Chemistry and Christmas
Last week, 24 area middle schoolers attended a Christmas camp at Calvin, and each of them left with three homemade ornaments. One was a wire sporting two white and one red fuzz-balls. The other was a paper Christmas tree spattered with colorful ornaments. The first represented a water molecule. The second was an experiment in chromatography. The students had used Sharpie markers to decorate their trees—cut from chromatography paper—and dripped a drop of isopropyl alcohol on each doodle; the reaction of the two compounds had separated the marker colors.
Each of the students also took home a round-bottomed flask containing two separated layers of paint thinner, colored red and green. “We had to get a waiver for that one,” said Larry Louters, the Calvin chemistry professor who created the event. The students were participants in the first-ever Calvin Christmas chemistry camp. “We were full up,” said Larry Louters, the Calvin chemistry professor who created the event.

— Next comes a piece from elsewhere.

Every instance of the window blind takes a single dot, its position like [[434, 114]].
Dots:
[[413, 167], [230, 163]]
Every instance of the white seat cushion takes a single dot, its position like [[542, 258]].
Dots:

The holiday-themed camp was an outgrowth of three of the chemistry department’s annual summer events: Louter’s popular chemistry demonstrations, now in their 23rd year, the chemistry camps, now in their 18th year and the Academic Camps for Excellence, now in their 11th year.
Water theme
The first Christmas chem camp also had a non-holiday theme: all of the experiments were based on the molecule of water. “It was interesting to come up with experiments around a specific theme,” said Ola Alabi, the sophomore biochemistry major who ran the Christmas camp. “The kids had fun.” Some of her charges had dealt with chromatography before, she admitted, during the summer chemistry camps, which Alabi also ran. “The new kids were impressed by it,” she offered.
The Christmas camp, funded through a grant from the Grand Rapids Community Foundation, was designed to encourage minority students to develop an interest in science. Louters is so pleased with its success, he plans to include it in the regular schedule of chemistry camp offerings. And he hopes to expand it to include a high school audience. When making science attractive, repetition is key, Louters said: “It’s important to engage these students in science programs more than one time.”